Possible Future Research Directions
As noted above, despite the prevalence of EM phenomena reported by NDErs, there has not yet been a substantial controlled experiment investigating this effect. In 1997, Jim Knittweis conducted an informal study to see whether he could detect a difference between electrical fields of NDErs and nonNDErs. He employed two devices for his tests: a thermistor for testing heat from the participants’ fingers and an electronic electroscope to measure the electron flow. Knittweis tentatively concluded that most NDErs did not show differences in heat or electron flow from their hands compared to nonNDErs; however, NDErs who reported having gained healing abilities from their NDEs seemed to have more overall heat and electron flow from both hands compared to nonNDErs. Because of the absence of a blind evaluation procedure, and the failure to control other factors, such as time of day, weather conditions, and whether participants’ clothes were electrostatic, these results can be considered only suggestive.
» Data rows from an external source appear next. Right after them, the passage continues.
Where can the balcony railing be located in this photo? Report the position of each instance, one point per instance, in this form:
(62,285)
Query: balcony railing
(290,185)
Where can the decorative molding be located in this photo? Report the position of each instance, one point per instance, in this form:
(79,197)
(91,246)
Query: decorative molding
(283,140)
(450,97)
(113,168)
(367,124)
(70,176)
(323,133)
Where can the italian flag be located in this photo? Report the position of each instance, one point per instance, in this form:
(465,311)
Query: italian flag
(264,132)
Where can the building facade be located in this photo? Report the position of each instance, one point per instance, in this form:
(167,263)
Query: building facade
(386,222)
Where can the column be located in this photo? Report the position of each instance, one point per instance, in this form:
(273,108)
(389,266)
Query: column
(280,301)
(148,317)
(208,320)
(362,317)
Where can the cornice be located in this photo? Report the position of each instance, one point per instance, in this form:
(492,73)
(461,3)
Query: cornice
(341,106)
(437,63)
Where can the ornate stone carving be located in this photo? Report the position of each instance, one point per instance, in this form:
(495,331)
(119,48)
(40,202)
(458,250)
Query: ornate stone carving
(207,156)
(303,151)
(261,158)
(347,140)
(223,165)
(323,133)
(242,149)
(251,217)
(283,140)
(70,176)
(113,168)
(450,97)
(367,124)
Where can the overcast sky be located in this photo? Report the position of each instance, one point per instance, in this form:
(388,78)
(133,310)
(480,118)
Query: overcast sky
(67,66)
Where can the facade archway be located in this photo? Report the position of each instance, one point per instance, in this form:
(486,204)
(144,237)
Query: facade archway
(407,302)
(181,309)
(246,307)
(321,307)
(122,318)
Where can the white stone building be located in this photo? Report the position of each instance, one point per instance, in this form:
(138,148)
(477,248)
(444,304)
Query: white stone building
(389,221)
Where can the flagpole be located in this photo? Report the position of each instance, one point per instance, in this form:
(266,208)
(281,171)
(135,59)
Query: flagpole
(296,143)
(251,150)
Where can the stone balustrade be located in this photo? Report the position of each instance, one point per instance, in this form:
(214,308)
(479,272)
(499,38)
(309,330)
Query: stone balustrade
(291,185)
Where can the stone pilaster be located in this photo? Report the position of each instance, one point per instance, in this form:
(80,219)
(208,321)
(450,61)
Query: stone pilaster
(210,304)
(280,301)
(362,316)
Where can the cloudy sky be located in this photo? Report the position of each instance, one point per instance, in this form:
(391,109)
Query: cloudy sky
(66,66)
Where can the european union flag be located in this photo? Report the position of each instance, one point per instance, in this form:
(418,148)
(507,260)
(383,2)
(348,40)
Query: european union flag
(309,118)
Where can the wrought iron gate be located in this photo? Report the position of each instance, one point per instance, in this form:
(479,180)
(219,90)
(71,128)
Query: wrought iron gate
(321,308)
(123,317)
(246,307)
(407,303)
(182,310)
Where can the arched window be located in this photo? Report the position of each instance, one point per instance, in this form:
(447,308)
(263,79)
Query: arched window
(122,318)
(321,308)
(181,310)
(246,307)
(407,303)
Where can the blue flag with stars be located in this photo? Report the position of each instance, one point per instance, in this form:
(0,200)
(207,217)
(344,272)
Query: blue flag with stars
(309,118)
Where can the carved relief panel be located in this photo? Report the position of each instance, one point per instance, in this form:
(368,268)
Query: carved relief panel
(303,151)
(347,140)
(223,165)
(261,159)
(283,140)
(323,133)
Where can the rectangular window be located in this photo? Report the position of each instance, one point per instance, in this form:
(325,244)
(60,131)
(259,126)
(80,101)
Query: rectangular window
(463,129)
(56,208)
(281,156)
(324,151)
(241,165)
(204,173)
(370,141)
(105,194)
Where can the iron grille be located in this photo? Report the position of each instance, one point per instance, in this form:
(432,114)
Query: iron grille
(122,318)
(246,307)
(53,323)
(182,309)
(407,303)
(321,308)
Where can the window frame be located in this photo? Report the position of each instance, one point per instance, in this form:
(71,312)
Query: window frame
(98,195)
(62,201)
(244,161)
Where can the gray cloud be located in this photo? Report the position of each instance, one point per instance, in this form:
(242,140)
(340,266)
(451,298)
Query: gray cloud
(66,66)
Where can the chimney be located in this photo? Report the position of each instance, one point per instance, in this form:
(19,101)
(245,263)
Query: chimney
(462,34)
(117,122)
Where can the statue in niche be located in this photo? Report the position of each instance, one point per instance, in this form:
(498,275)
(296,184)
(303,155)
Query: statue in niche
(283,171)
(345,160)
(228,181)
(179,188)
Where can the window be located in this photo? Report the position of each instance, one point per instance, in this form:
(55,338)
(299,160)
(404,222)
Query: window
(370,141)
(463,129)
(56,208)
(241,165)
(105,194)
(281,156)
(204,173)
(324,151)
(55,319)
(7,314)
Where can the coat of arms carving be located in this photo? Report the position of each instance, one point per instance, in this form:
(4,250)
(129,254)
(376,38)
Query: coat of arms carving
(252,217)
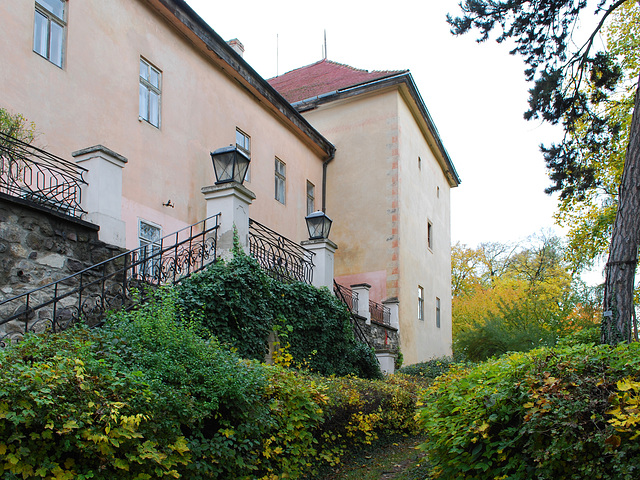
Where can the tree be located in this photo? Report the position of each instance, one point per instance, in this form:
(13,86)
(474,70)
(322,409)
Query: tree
(534,301)
(16,126)
(589,215)
(543,35)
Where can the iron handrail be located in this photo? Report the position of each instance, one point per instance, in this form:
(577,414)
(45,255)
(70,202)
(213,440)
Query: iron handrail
(33,174)
(89,294)
(280,257)
(380,313)
(339,291)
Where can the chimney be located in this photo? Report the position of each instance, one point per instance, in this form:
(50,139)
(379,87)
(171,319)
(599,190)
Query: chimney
(237,46)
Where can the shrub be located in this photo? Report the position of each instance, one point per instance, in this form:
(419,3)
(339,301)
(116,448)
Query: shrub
(148,397)
(66,414)
(239,304)
(547,414)
(430,369)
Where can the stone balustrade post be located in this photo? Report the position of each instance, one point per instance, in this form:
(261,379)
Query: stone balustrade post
(102,196)
(232,201)
(394,307)
(324,250)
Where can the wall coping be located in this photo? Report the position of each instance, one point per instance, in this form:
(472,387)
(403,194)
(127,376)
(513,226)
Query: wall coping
(47,211)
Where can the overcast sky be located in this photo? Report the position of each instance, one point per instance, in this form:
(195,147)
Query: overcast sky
(476,93)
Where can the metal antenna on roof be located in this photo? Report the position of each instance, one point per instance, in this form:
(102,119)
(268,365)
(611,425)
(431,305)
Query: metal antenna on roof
(324,50)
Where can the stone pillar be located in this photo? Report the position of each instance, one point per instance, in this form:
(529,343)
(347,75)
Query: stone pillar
(324,250)
(102,197)
(387,362)
(232,201)
(362,289)
(394,306)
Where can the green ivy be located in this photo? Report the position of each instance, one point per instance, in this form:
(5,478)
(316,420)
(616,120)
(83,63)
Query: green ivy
(240,304)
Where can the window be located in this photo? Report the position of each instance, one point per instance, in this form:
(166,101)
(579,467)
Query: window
(243,142)
(281,181)
(311,201)
(149,110)
(149,236)
(48,30)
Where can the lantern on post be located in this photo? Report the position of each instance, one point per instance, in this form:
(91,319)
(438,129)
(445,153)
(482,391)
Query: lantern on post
(318,225)
(229,165)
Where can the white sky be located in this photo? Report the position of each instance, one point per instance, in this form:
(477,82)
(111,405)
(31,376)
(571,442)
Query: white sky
(476,93)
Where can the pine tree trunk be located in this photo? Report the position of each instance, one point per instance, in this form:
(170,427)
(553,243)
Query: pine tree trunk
(618,308)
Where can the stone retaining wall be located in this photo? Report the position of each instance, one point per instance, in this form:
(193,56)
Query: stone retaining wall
(38,247)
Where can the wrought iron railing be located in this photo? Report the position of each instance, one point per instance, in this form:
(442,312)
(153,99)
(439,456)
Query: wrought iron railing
(110,285)
(280,257)
(30,173)
(348,296)
(342,293)
(380,313)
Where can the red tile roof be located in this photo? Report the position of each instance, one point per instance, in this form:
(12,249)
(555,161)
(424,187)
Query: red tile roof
(323,77)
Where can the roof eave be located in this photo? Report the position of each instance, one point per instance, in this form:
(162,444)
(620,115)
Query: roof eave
(404,78)
(181,15)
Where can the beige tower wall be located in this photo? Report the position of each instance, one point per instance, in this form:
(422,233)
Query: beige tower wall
(424,196)
(360,190)
(381,202)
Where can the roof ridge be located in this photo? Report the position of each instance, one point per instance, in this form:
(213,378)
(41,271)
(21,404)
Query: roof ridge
(339,64)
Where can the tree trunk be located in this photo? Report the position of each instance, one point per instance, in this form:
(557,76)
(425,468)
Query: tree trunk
(618,308)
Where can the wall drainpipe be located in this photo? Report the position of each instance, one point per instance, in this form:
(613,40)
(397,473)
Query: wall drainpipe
(331,156)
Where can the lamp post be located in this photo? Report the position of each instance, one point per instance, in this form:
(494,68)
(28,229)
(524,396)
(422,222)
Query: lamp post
(318,225)
(229,165)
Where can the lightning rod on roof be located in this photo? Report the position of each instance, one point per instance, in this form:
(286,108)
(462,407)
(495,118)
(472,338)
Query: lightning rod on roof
(324,49)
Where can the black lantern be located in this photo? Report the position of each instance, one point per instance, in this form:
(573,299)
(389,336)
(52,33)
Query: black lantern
(230,165)
(318,225)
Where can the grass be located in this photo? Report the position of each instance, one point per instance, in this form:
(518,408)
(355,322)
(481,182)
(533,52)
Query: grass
(392,459)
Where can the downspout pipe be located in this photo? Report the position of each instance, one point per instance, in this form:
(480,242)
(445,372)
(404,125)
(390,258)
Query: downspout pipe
(331,156)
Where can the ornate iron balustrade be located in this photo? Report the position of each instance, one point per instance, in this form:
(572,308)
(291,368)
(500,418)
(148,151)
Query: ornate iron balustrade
(342,293)
(348,296)
(33,174)
(380,313)
(280,257)
(110,285)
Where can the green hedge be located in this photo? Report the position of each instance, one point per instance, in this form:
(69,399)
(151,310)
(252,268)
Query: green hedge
(240,304)
(565,413)
(149,397)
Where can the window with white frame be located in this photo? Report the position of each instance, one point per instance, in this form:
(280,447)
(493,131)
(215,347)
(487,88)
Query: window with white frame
(311,199)
(281,180)
(48,30)
(149,236)
(149,92)
(243,142)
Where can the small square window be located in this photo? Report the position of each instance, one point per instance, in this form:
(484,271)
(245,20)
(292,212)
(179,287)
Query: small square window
(149,236)
(281,180)
(311,201)
(149,93)
(243,142)
(48,30)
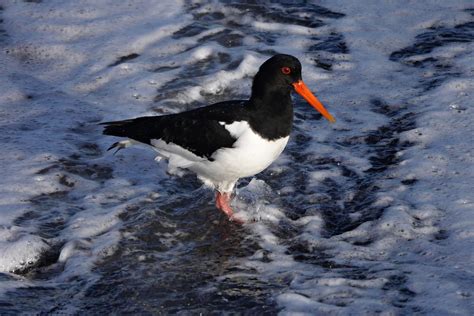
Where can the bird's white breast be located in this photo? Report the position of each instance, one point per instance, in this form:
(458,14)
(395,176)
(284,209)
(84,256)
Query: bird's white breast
(249,155)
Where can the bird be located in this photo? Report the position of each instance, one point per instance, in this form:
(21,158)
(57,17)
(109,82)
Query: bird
(229,140)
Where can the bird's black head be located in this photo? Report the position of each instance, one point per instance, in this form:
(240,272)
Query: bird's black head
(277,73)
(277,77)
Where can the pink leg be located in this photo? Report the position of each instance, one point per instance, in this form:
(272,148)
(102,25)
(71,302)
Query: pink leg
(223,204)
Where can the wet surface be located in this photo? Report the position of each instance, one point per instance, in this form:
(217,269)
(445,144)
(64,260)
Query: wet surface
(176,253)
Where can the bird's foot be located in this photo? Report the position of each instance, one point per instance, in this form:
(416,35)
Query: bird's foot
(223,204)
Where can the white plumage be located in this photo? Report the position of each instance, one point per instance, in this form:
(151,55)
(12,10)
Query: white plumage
(249,155)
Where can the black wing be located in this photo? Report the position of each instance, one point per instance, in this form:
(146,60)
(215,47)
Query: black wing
(198,131)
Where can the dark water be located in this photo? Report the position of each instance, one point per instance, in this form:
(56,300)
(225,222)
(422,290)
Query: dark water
(178,254)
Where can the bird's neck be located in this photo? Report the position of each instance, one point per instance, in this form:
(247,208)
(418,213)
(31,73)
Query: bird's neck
(271,113)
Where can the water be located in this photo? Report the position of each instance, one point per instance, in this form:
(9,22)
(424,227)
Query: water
(372,214)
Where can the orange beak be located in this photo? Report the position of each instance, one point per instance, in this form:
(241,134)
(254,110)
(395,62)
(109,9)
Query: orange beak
(303,91)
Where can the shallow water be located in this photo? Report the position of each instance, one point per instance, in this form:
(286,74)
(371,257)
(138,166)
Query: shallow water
(372,214)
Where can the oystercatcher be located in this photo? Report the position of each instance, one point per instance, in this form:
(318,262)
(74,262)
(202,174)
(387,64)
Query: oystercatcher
(229,140)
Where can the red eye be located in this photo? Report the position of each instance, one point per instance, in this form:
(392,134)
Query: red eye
(286,70)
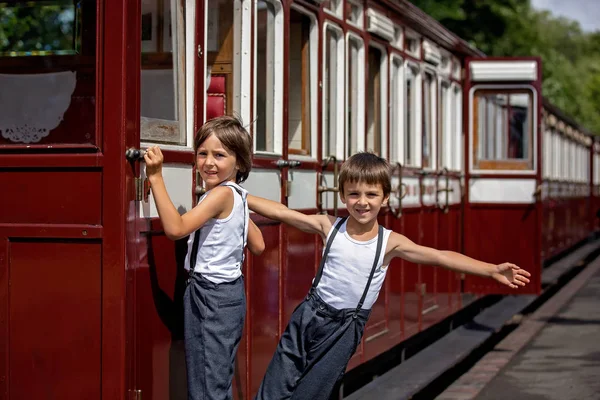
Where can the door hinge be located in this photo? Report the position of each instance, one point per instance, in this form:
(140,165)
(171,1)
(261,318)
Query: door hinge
(142,189)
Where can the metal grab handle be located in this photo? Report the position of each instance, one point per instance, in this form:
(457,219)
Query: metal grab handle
(447,189)
(133,154)
(321,188)
(287,163)
(401,191)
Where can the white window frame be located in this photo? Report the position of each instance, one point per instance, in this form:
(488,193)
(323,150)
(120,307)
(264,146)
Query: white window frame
(534,114)
(415,111)
(383,68)
(397,110)
(339,88)
(446,159)
(434,106)
(314,76)
(360,109)
(457,128)
(277,69)
(185,108)
(361,14)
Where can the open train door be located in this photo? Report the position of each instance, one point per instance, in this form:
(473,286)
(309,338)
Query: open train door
(503,211)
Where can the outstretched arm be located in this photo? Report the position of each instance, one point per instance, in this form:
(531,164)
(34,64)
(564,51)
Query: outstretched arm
(320,224)
(256,243)
(507,274)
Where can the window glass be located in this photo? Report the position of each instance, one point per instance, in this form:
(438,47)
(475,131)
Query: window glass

Knittweis suggested, however, that it provided sufficient evidence to justify a larger scale study using scientifically calibrated devices under controlled conditions.
We believe that sufficient subjective evidence of the link between NDEs and EM effects has been collected to justify objective exploration of this association, as Knittweis proposed two decades ago. In addition to controlling for factors that are known to influence electro-static phenomena, it would be desirable to conduct such experiments within a Faraday cage to eliminate the influence of fluctuating environmental EM fields. Participants could be tested for their influence on different kinds of watches, such as battery-powered, solar-powered, wind-up, and automatic (self-winding); or for their influence on different kinds of light bulbs, such as incandescent, light-emitting-diode (LED), compact fluorescent (CFL), or halogen.
It is generally preferable for data to be collected automatically because that process eliminates the possible errors of perception and transcription inherent in manually collected data. However, for a study of EM effects, manual data collection and recording might be advisable in order to eliminate the prospect of the participant influencing the automated data collection mechanism rather than the target. As noted above, other aspects that may prove fruitful in future research include the association between EM effects and various NDE features such as encounters with light, the distinction between constant and stress-related EM effects, and the association between EM effects and other energetic phenomena following NDEs.
The findings from this study confirm and extend those from previous research and anecdotal accounts: NDErs report more EM actions on the environment and more reactions to the EM environment than do nonNDErs, both those people who had been close to death without NDEs and those who had never been close to death. Furthermore, among NDErs, the deeper the experience (as reflected in the NDE Scale), the more likely the experiencer is to report EM actions and reactions. NDErs who report EM effects also tend to report environmental effects that are not clearly electromagnetic. The mechanism of this association between EM and other effects remains ambiguous.
We echo Knittweis’s belief that sufficient subjective evidence of the link between NDEs and EM effects has been collected to justify objective exploration of this association using scientifically calibrated devices in a controlled setting.